Cultural Context & Symbolism

  • Salantourmasi is a beloved dish from the remote island of Kastelorizo, where resourcefulness and flavor meet in deeply fragrant vegetable-based dishes.
  • Stuffed onions highlight the island’s tradition of transforming simple ingredients—onions, herbs, rice—into meals with depth and comfort.
  • This version maintains that tradition while embracing Mediterranean longevity principles, particularly the use of whole grains and generous herbs.

 

Rice Note: Long-Grain Parboiled Brown Rice vs.
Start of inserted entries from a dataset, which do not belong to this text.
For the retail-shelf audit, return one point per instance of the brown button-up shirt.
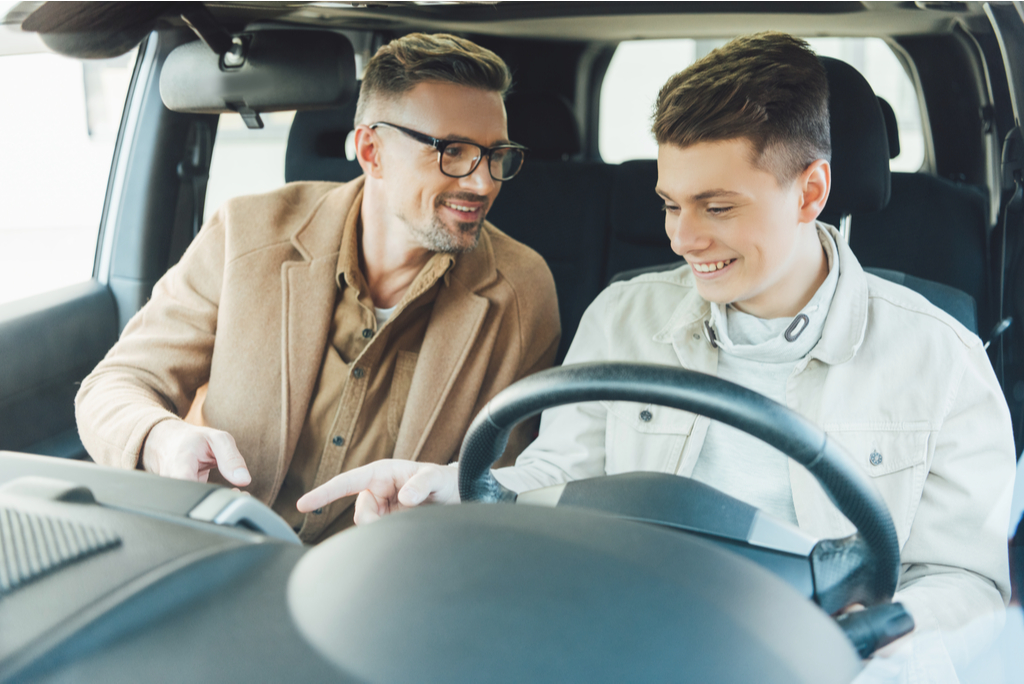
(364, 382)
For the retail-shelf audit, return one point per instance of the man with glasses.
(322, 327)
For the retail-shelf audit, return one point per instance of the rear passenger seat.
(932, 228)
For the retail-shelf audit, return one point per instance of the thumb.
(423, 485)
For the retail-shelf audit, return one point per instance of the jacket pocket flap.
(882, 452)
(650, 418)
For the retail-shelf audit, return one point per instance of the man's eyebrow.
(455, 137)
(707, 195)
(713, 194)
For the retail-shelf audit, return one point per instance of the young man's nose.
(685, 233)
(479, 181)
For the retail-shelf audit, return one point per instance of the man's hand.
(176, 449)
(386, 486)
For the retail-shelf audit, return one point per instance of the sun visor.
(265, 71)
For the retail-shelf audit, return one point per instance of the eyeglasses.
(459, 159)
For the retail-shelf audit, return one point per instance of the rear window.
(639, 69)
(57, 132)
(247, 161)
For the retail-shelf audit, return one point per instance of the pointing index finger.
(344, 484)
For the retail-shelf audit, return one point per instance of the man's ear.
(368, 151)
(814, 183)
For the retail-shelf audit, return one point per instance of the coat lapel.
(308, 292)
(455, 326)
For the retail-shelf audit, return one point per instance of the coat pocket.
(398, 395)
(644, 436)
(895, 457)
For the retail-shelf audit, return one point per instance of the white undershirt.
(755, 353)
(383, 314)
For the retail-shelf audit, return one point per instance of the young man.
(776, 301)
(322, 327)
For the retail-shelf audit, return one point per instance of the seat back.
(556, 206)
(932, 228)
(316, 145)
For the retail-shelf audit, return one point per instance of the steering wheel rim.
(709, 395)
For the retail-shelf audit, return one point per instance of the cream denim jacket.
(892, 375)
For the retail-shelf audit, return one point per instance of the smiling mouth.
(460, 207)
(712, 266)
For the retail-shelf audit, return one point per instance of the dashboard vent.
(34, 545)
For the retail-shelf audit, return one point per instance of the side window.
(639, 69)
(246, 162)
(57, 134)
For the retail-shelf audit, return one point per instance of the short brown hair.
(768, 88)
(407, 61)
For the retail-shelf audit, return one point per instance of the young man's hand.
(386, 486)
(176, 449)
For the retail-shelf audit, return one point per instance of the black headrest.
(892, 128)
(545, 123)
(316, 145)
(860, 144)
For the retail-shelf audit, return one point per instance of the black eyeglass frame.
(440, 145)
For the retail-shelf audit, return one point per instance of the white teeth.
(712, 267)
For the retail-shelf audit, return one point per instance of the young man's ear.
(368, 151)
(814, 183)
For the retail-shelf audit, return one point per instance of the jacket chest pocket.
(644, 436)
(896, 460)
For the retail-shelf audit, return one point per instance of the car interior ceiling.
(590, 219)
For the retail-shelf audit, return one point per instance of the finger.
(368, 508)
(422, 486)
(347, 483)
(185, 467)
(229, 461)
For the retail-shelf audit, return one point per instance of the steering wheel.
(870, 556)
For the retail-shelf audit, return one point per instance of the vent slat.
(32, 546)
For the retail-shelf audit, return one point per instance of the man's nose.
(479, 181)
(685, 233)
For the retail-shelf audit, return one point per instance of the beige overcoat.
(248, 309)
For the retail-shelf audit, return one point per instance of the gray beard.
(437, 238)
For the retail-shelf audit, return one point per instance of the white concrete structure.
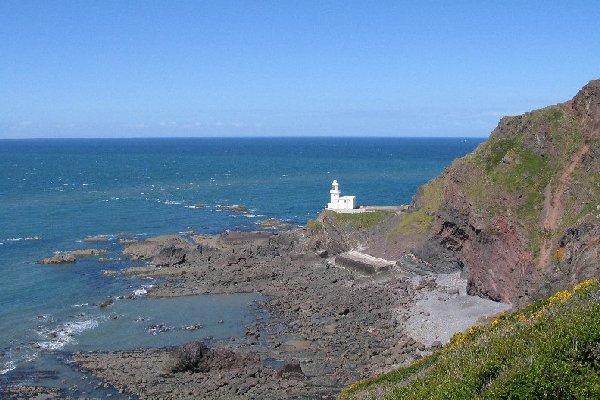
(340, 203)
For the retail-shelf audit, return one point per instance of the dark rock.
(106, 303)
(190, 357)
(65, 258)
(291, 370)
(171, 255)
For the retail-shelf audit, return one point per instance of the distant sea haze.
(54, 193)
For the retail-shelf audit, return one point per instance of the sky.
(287, 68)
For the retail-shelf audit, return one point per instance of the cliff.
(521, 213)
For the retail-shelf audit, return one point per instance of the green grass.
(548, 350)
(363, 220)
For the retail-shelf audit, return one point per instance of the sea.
(56, 192)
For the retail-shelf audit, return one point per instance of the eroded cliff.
(521, 213)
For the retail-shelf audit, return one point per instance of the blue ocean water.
(53, 193)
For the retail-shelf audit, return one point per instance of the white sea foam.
(143, 290)
(23, 238)
(7, 367)
(65, 334)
Other Rice Types

For this recipe, long-grain parboiled brown rice is key—and here’s why:

  • Parboiled brown rice cooks evenly, stays firm inside the onion layers, and resists clumping.
  • The parboiling process preserves nutrients, making it richer in minerals and B vitamins than standard white rice.
  • Long-grain varieties create a light, fluffy interior while still absorbing the onion, tomato, and herb flavors.
  • Can you substitute?
    • Medium-grain brown rice: Works but yields a softer, denser stuffing.
    • White long-grain rice: Will cook faster but lacks the nutty flavor and longevity benefits of whole grains.
    • Short-grain rice: Not recommended—it becomes too soft for layered stuffing.
  • Parboiled brown rice also holds structure during long oven cooking, ideal for dishes like stuffed onions where the filling must stay intact.

 

Nutrition Highlights (SEO-Friendly)

  • Whole-grain rice: Rich in fiber, minerals (manganese, selenium), and slow-burning carbohydrates.
  • Onions: High in antioxidants, prebiotic fiber, and quercetin—supportive of gut and immune health.
  • Herbs: Mint and parsley contribute anti-inflammatory properties and fresh Mediterranean flavor.

Olive oil: Provides heart-healthy monounsaturated fats central to the Mediterranean diet.